Sophocles looked impressed.

“I didn’t know you had those lines so well. How do you come to have another actor’s part?” the writer asked.

“Phellis spoke them. I have an excellent memory.” Romanos made an attempt to look modest. He failed. Instead he looked confident.

Lakon said, “The third actor is easier to replace, is he not?”

We remained silent while Sophocles considered.

“Lakon’s plan is a good one,” Sophocles said after a long pause.

Heads nodded all about the theater.

Sophocles saw agreement. He said, “Then here is our plan. Romanos becomes the second actor. We replace his third actor role with a quick study. And if Dionysos grants us favor then we still have a chance. I must see Thodis the choregos for his approval—it’s his money we’re spending, after all—but he’ll agree. Thodis no more wants to bring shame to Athens than do we. Perhaps he’ll also know of a third actor we can hire on short notice.”

Lakon snorted. “All the good ones have already been hired.”

That made sense, even to me. Anyone not already cast in one of the tragedies or the comedies must have been judged second rate by experts. The glum looks of the stage manager and his crew told me they agreed.

“Does anyone know of a good actor who’s free?” Sophocles asked the assembly.

Silence.

Then Romanos raised his hand, hesitantly.

“I might know of someone,” Romanos said. “He’s a good actor.”

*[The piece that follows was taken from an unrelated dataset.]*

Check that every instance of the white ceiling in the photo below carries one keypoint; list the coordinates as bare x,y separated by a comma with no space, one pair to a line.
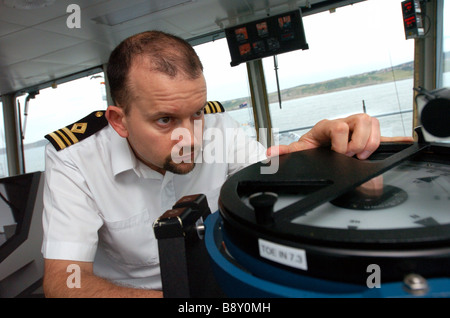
36,46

I could hear the “But” in his voice. So could everyone else.

“But?” Sophocles prompted.

“Well sir, he’s never played in an Athenian theater.” Romanos said it hesitantly.

Almost everyone looked dubious. I could understand their reaction. A man who had never worked the world’s most important theater was hardly the man to walk into this crisis.

“What’s his name? Do you vouch for him?” Sophocles asked.

“He’s called Kebris. He’s not protagonist material, sir,” Romanos said. “Kebris spent his life as a touring player, going from town to town.” He spoke almost apologetically. “I worked with him once. He’s very quick to learn lines. Well, you have to be, on tour. You all know that. He’s not the world’s best actor, sir, but he’s reliable.”